Further, Alinsky describes the exact circumstances we observe before us. Where “the young have seen their activists participatory democracy turn into its antithesis – nihilistic bombing and murder.” Whether it be the mass shootings taking place directed at innocent children attending academic institutions or good humans attending their church, or larger global threats from ISIS or North Korea, the antithesis of a activist democracy surrounds us. It even spams to the undermining of our democracy by the Russian government in the 2017 Presidential election. Fighting for what is right and searching for meaning in our society is difficult when confronted with daily threats to freedom. With all this in the back of my head and on the front page of our popular news, it’s sensible that Alinsky’s words feel ever so prevalent.
His words of advice are empowering but hard to put into action. He suggests that the revolution we are waiting for will only come about after reformation. Asking for our revolution is asking for “the impossible in politics.” Instead of jumping 10 immediate steps forward to a foreign island, we must create a “bridge” to connect our old understandings and values to a new “way.” But how exactly do we create this reformation in a political climate so extreme?

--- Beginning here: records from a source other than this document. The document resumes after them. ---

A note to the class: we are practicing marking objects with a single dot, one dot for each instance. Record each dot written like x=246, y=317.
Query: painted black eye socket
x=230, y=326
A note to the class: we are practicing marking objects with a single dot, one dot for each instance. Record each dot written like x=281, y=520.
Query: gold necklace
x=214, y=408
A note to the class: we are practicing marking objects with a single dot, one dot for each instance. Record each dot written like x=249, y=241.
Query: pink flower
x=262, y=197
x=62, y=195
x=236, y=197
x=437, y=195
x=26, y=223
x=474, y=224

Robin Kirk noted that today’s political climate is so different due to the fact that there is so much to be done and people are enraged in a new way because of the extreme climate. She explains “extreme” as the immense division on several issues and little bi-partisanship. Alinsky’s bridge that we must create from the old to the new seems far too fetched. Perhaps multiple bridges must be constructed first between the divisions in our community.
His most compelling point that I hope to carry with me in our developing activism project is that the individual in a free democratic society who wants to see change happen must be willing to give up their own interests to see hope and freedom for others. In this way, we are fully accountable for lack of progress due to self interest.
While we cherish the Duke endowment for its commitment to provide new educational endeavors, more scholarship opportunities, pivotal research, and attracting highly acclaimed academic professionals, if we are not willing to exchange these interest momentarily to divest in big oil companies, then we fail to allow the change. This is change in our climate and the change needed to provide freedom to vulnerable populations exploited by foreign oil extraction.
Citations:
Alinsky, S. D. (1971). Prologue and The Purpose. In Rules for Radicals: A practical primer for realistic radicals (pp. Xiii-24). New York: Random House.